Hi,
I am modeling a problem in such a way that I have two gaps: a required gap (gap1) and a desired gap (gap2), gap2<gap1. So, what I want to do is the following:
i) Set a number N of nodes to be explored and a desired gap gap2.
ii) After (i), check the gap and if it is lower than gap 1 then finish the process; otherwise, explore another N nodes (with the gap set to gap2), and so on.

I presume that I can handle the issue though independent MIP processes, but thus the branch and bound (B&B) three would not be saved and another root process (usually expensive) would be performed each process. Do you have any idea how I can do that?

After (i), you can run the solver again. It will be provided the last feasible solution (if any known by then). Most MIP solvers support warm start, so it won’t spend time looking again. However, if the most effort was spent in improving the dual bound, that will be repeated.

Thanks Gleb,
It is good to know that an ideal solution can be performed in C++ or Python. Additionally, please can you explain to me this part: “However, if the most effort was spent in improving the dual bound, that will be repeated”.
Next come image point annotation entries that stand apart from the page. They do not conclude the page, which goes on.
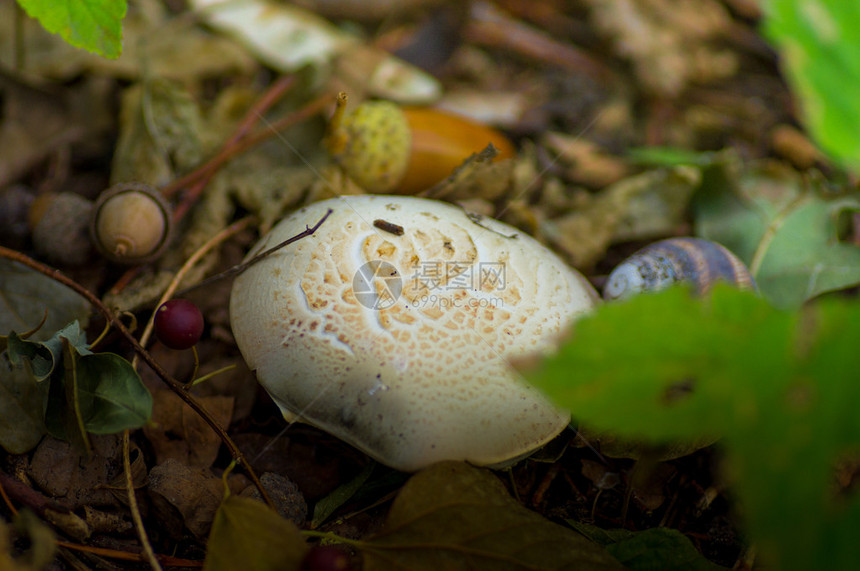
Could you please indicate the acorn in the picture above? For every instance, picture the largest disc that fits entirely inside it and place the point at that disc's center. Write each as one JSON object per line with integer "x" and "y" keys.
{"x": 131, "y": 223}
{"x": 58, "y": 222}
{"x": 386, "y": 148}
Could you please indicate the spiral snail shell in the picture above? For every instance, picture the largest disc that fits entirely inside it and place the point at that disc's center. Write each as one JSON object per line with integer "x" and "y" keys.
{"x": 689, "y": 260}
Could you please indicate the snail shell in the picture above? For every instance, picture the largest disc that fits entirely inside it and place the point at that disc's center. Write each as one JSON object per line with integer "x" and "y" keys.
{"x": 689, "y": 260}
{"x": 131, "y": 223}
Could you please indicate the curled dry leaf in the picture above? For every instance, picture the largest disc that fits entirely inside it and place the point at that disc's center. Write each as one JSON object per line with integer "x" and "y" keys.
{"x": 184, "y": 496}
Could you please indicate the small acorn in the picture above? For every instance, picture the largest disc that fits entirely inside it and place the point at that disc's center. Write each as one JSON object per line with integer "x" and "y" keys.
{"x": 131, "y": 223}
{"x": 698, "y": 262}
{"x": 386, "y": 148}
{"x": 58, "y": 222}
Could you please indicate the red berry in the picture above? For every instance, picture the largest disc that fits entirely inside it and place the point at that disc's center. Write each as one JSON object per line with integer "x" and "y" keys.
{"x": 326, "y": 558}
{"x": 178, "y": 324}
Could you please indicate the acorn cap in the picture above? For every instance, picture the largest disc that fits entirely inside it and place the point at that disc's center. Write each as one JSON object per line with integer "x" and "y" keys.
{"x": 373, "y": 145}
{"x": 393, "y": 325}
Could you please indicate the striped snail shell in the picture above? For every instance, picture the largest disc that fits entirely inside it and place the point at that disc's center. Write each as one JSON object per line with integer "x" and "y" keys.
{"x": 690, "y": 260}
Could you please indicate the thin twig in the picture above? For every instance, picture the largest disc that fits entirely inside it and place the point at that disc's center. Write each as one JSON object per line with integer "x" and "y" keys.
{"x": 135, "y": 511}
{"x": 207, "y": 247}
{"x": 238, "y": 269}
{"x": 197, "y": 180}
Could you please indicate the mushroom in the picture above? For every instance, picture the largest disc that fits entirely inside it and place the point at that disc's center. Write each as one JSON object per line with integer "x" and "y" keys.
{"x": 392, "y": 328}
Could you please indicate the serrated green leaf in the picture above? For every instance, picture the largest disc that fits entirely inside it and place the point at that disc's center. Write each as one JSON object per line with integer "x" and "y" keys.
{"x": 248, "y": 535}
{"x": 820, "y": 54}
{"x": 779, "y": 387}
{"x": 25, "y": 296}
{"x": 656, "y": 548}
{"x": 454, "y": 516}
{"x": 94, "y": 25}
{"x": 783, "y": 227}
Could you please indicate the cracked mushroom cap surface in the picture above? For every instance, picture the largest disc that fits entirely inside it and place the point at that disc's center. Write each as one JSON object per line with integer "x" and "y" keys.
{"x": 392, "y": 327}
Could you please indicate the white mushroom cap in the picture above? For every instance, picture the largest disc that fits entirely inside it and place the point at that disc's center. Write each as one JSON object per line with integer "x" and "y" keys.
{"x": 393, "y": 325}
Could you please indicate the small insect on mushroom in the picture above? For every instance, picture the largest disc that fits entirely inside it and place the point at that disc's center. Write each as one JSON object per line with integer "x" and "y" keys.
{"x": 399, "y": 343}
{"x": 387, "y": 148}
{"x": 698, "y": 262}
{"x": 389, "y": 227}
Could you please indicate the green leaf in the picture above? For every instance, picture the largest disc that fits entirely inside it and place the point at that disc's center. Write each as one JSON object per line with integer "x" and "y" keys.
{"x": 656, "y": 548}
{"x": 22, "y": 408}
{"x": 98, "y": 393}
{"x": 102, "y": 393}
{"x": 44, "y": 357}
{"x": 820, "y": 54}
{"x": 25, "y": 296}
{"x": 454, "y": 516}
{"x": 785, "y": 228}
{"x": 249, "y": 536}
{"x": 94, "y": 25}
{"x": 779, "y": 387}
{"x": 327, "y": 505}
{"x": 115, "y": 397}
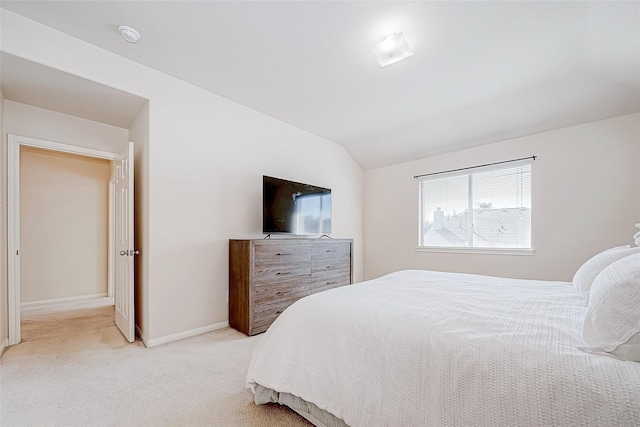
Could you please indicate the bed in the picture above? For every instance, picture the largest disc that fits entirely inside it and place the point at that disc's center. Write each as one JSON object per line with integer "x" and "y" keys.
{"x": 426, "y": 348}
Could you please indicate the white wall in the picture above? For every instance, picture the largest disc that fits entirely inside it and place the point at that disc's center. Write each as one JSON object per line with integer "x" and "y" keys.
{"x": 206, "y": 158}
{"x": 4, "y": 308}
{"x": 26, "y": 120}
{"x": 63, "y": 225}
{"x": 139, "y": 134}
{"x": 585, "y": 198}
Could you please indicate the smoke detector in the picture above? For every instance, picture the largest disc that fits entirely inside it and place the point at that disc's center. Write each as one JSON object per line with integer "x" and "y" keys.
{"x": 129, "y": 34}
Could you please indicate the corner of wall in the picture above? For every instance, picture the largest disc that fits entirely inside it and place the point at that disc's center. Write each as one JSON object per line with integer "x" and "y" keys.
{"x": 4, "y": 309}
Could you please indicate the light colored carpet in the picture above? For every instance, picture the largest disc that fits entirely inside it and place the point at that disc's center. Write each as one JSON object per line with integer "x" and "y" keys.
{"x": 76, "y": 369}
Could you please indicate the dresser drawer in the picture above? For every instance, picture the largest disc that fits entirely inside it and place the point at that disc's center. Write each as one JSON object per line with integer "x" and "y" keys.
{"x": 264, "y": 315}
{"x": 331, "y": 250}
{"x": 329, "y": 281}
{"x": 282, "y": 254}
{"x": 330, "y": 265}
{"x": 270, "y": 273}
{"x": 281, "y": 291}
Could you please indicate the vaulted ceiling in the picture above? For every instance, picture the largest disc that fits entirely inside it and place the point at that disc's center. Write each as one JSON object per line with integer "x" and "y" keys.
{"x": 482, "y": 71}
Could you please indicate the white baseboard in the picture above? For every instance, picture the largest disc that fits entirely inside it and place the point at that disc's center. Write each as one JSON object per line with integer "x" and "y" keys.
{"x": 3, "y": 346}
{"x": 182, "y": 335}
{"x": 144, "y": 340}
{"x": 65, "y": 304}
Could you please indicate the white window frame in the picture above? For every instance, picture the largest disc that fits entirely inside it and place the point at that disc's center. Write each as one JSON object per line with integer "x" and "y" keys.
{"x": 470, "y": 249}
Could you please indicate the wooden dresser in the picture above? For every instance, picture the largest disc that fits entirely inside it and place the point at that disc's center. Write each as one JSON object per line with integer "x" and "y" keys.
{"x": 267, "y": 276}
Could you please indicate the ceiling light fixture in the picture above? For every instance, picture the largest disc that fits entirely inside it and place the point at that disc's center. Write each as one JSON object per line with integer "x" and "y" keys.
{"x": 391, "y": 50}
{"x": 129, "y": 34}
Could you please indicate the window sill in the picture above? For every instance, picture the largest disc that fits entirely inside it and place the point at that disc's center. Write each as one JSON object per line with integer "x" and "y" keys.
{"x": 481, "y": 251}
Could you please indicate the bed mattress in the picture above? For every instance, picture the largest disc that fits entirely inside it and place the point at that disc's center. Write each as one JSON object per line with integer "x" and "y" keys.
{"x": 423, "y": 348}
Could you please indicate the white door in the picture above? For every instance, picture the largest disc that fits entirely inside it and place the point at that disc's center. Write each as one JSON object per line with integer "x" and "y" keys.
{"x": 124, "y": 249}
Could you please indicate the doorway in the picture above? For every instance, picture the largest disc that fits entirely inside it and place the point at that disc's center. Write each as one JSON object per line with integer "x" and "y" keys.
{"x": 14, "y": 220}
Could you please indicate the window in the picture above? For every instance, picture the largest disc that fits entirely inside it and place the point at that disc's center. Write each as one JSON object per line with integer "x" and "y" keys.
{"x": 486, "y": 208}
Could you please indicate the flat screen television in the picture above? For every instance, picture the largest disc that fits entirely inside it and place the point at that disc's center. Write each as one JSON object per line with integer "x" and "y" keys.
{"x": 295, "y": 208}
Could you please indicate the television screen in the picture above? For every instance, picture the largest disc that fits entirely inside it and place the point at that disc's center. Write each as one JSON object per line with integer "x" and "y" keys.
{"x": 295, "y": 208}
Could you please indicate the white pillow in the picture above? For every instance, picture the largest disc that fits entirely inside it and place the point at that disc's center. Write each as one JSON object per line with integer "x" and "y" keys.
{"x": 586, "y": 274}
{"x": 612, "y": 321}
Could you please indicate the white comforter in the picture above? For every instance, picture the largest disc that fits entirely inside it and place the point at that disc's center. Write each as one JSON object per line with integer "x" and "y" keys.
{"x": 420, "y": 348}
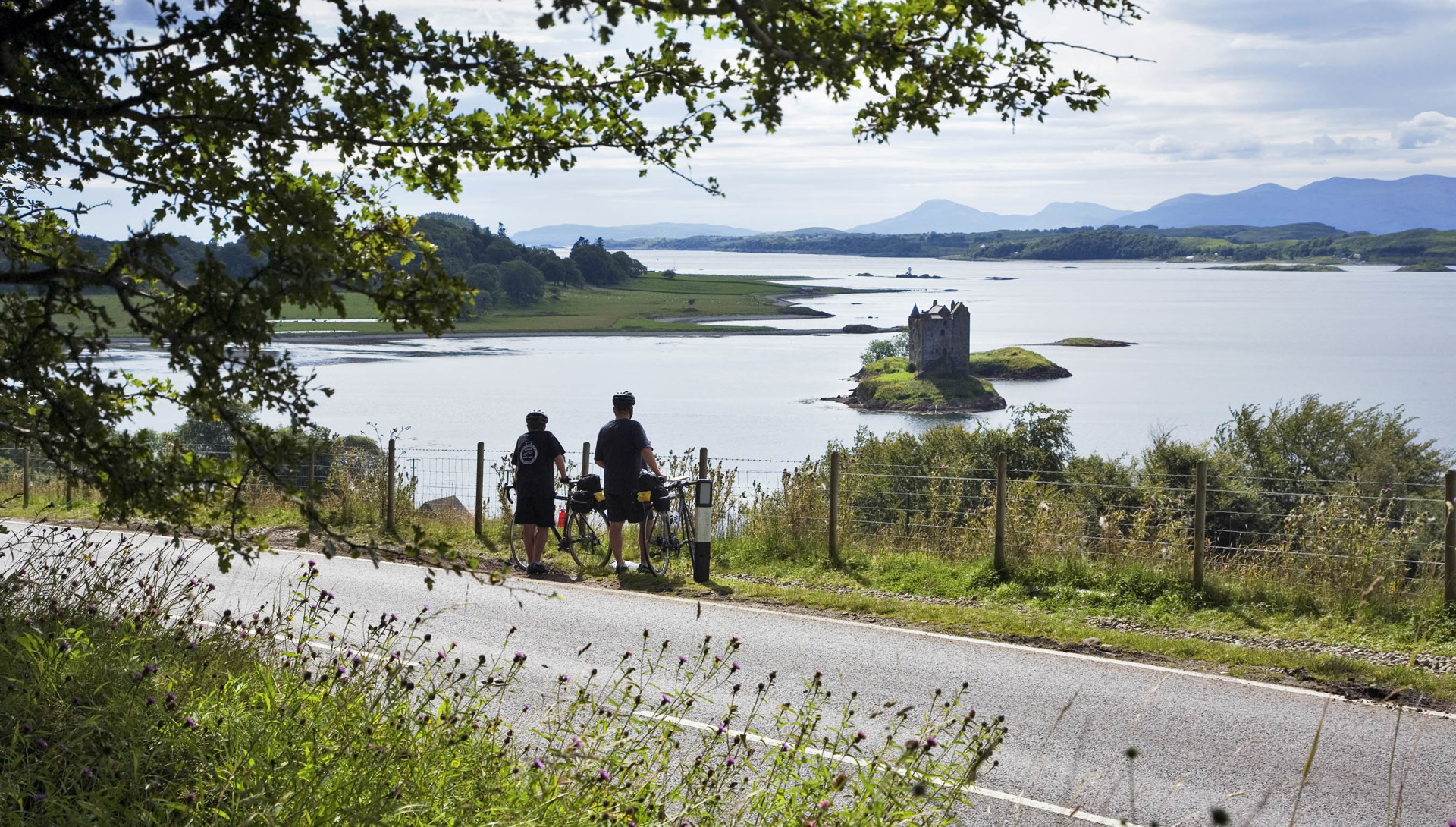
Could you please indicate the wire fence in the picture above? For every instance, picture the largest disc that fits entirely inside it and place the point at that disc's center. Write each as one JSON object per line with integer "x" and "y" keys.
{"x": 1351, "y": 536}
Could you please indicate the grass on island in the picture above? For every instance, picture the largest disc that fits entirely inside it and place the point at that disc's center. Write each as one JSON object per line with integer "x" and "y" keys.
{"x": 905, "y": 389}
{"x": 1282, "y": 267}
{"x": 1090, "y": 342}
{"x": 1002, "y": 363}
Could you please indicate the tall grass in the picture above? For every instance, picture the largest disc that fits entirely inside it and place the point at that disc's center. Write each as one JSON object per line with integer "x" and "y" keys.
{"x": 128, "y": 700}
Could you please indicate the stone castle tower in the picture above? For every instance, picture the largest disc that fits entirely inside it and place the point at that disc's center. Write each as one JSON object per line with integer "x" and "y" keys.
{"x": 941, "y": 340}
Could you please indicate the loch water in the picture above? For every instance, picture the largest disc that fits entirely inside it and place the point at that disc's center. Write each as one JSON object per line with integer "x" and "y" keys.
{"x": 1206, "y": 341}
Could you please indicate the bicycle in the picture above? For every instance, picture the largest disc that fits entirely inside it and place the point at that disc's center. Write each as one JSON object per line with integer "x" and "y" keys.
{"x": 582, "y": 535}
{"x": 674, "y": 527}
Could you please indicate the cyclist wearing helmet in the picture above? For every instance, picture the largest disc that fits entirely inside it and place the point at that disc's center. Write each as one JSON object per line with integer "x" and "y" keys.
{"x": 622, "y": 451}
{"x": 535, "y": 488}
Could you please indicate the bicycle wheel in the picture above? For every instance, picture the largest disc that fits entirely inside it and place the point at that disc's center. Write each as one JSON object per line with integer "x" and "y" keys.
{"x": 585, "y": 539}
{"x": 661, "y": 540}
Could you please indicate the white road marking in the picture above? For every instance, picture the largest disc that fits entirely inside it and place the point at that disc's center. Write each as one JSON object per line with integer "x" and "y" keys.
{"x": 878, "y": 628}
{"x": 977, "y": 790}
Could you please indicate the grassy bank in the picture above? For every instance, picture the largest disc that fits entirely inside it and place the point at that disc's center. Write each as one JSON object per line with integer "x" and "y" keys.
{"x": 127, "y": 706}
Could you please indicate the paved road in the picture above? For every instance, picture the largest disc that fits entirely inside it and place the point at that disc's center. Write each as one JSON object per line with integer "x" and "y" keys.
{"x": 1204, "y": 741}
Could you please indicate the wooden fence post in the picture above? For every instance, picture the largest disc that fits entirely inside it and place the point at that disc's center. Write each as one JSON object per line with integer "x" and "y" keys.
{"x": 1200, "y": 521}
{"x": 479, "y": 488}
{"x": 389, "y": 491}
{"x": 833, "y": 507}
{"x": 999, "y": 552}
{"x": 1451, "y": 538}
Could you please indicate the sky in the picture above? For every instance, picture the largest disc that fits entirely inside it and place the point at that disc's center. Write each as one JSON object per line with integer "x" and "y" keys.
{"x": 1229, "y": 93}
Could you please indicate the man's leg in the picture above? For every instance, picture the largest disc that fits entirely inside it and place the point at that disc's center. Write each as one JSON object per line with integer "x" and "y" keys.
{"x": 529, "y": 540}
{"x": 615, "y": 540}
{"x": 538, "y": 549}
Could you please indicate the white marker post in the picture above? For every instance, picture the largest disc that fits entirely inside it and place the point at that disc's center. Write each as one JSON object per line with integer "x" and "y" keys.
{"x": 704, "y": 529}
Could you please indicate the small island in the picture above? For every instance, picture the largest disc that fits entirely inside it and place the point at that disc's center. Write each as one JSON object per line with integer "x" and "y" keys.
{"x": 1282, "y": 267}
{"x": 1087, "y": 342}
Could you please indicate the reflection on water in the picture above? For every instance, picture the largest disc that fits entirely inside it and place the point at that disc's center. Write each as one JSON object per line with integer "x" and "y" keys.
{"x": 1210, "y": 340}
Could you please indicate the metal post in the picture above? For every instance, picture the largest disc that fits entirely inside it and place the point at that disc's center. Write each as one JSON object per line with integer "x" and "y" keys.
{"x": 1451, "y": 538}
{"x": 999, "y": 552}
{"x": 389, "y": 491}
{"x": 479, "y": 488}
{"x": 833, "y": 505}
{"x": 704, "y": 530}
{"x": 1200, "y": 521}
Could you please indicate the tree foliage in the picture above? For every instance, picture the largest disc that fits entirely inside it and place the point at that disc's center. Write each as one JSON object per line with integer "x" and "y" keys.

In addition to the complete documentation of AMPLS at the link that Gleb has given, you can see an example – an application to create a specially designed stopping rule – in our talk on New Connections to the AMPL Modeling Language: Spreadsheets and Callbacks. The relevant section begins at slide 19. There’s also a video of the presentation, with the section on callbacks beginning at about 5:20.

The target gap that you set is the gap between the primal and dual bounds. Primal bound is your best solution objective. Dual bound is the most optimistic estimate of the best possible value and it’s the minimal (for minimization problems) LP relaxation value of a branching node.

To improve dual bound, the only way is to branch. After warmstart, the solver may produce better branching due to a primal solution available, but also may not. Thus, for problems where the main difficulty is to improve dual bound to prove optimality, you’d have to wait the same time. But in this case you might already have a good solution.

For the case of difficult primal solutions, warmstart sometimes allows the solver to quickly find even better solutions. Thus, if not using callbacks, the following heuristic seems reasonable: warmstart the solver several times, possibly with different solver parameters. If the solution does not improve, you might have a good one.